Un certain nombre de personnes ont rejeté l'idée que concision = puissance. Je pense qu'il serait plus utile, au lieu de simplement argumenter qu'elles sont identiques ou non, de demander : dans quelle mesure la concision = puissance ? Car il est clair que la concision est une grande partie de la raison d'être des langages de haut niveau. Si ce n'est pas tout ce à quoi ils servent, alors à quoi d'autre servent-ils, et quelle est l'importance relative de ces autres fonctions ?
Je ne propose pas cela juste pour rendre le débat plus civilisé. Je veux vraiment connaître la réponse. Quand, si jamais, un langage est-il trop concis pour son propre bien ?

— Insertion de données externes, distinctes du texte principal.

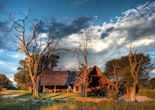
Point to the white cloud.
(126, 30)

L'hypothèse avec laquelle j'ai commencé était que, sauf dans des exemples pathologiques, je pensais que la concision pouvait être considérée comme identique à la puissance. Ce que je voulais dire, c'est que dans tout langage que quiconque concevrait, elles seraient identiques, mais que si quelqu'un voulait concevoir un langage explicitement pour réfuter cette hypothèse, il pourrait probablement le faire. Je n'en suis même pas sûr, en fait.
Les Langages, pas les Programmes
Nous devons être clairs : nous parlons de la concision des langages, et non des programmes individuels. Il est certainement possible que des programmes individuels soient écrits de manière trop dense.
J'ai écrit à ce sujet dans On Lisp. Une macro complexe peut devoir économiser plusieurs fois sa propre longueur pour être justifiée. Si l'écriture d'une macro complexe pouvait vous faire économiser dix lignes de code chaque fois que vous l'utilisez, et que la macro elle-même fait dix lignes de code, alors vous obtenez une économie nette de lignes si vous l'utilisez plus d'une fois. Mais cela pourrait quand même être une mauvaise décision, car les définitions de macros sont plus difficiles à lire que le code ordinaire. Vous pourriez devoir utiliser la macro dix ou vingt fois avant qu'elle n'apporte une amélioration nette de la lisibilité.
Je suis sûr que chaque langage a de tels compromis (bien que je soupçonne que les enjeux augmentent à mesure que le langage devient plus puissant). Chaque programmeur a dû voir du code qu'une personne astucieuse a rendu marginalement plus court en utilisant des astuces de programmation douteuses.
Donc, il n'y a pas de débat là-dessus – du moins, pas de ma part. Les programmes individuels peuvent certainement être trop concis pour leur propre bien. La question est : un langage peut-il l'être ? Un langage peut-il obliger les programmeurs à écrire du code court (en éléments) au détriment de la lisibilité globale ?
Une raison pour laquelle il est difficile d'imaginer qu'un langage soit trop concis est que s'il existait une manière excessivement compacte de formuler quelque chose, il y aurait probablement aussi une manière plus longue. Par exemple, si vous trouviez que les programmes Lisp utilisant beaucoup de macros ou de fonctions d'ordre supérieur étaient trop denses, vous pourriez, si vous préfériez, écrire du code isomorphe à du Pascal. Si vous ne voulez pas exprimer la factorielle en Arc comme un appel à une fonction d'ordre supérieur (rec zero 1 * 1-) vous pouvez aussi écrire une définition récursive : (rfn fact (x) (if (zero x) 1 (* x (fact (1- x))))) Bien que je ne puisse pas penser à des exemples sur le champ, je suis intéressé par la question de savoir si un langage pourrait être trop concis. Existe-t-il des langages qui vous forcent à écrire du code d'une manière alambiquée et incompréhensible ? Si quelqu'un a des exemples, je serais très intéressé de les voir.
(Rappel : Ce que je cherche, ce sont des programmes très denses selon la métrique des « éléments » esquissée ci-dessus, et non pas simplement des programmes courts parce que les délimiteurs peuvent être omis et que tout a un nom d'un seul caractère.)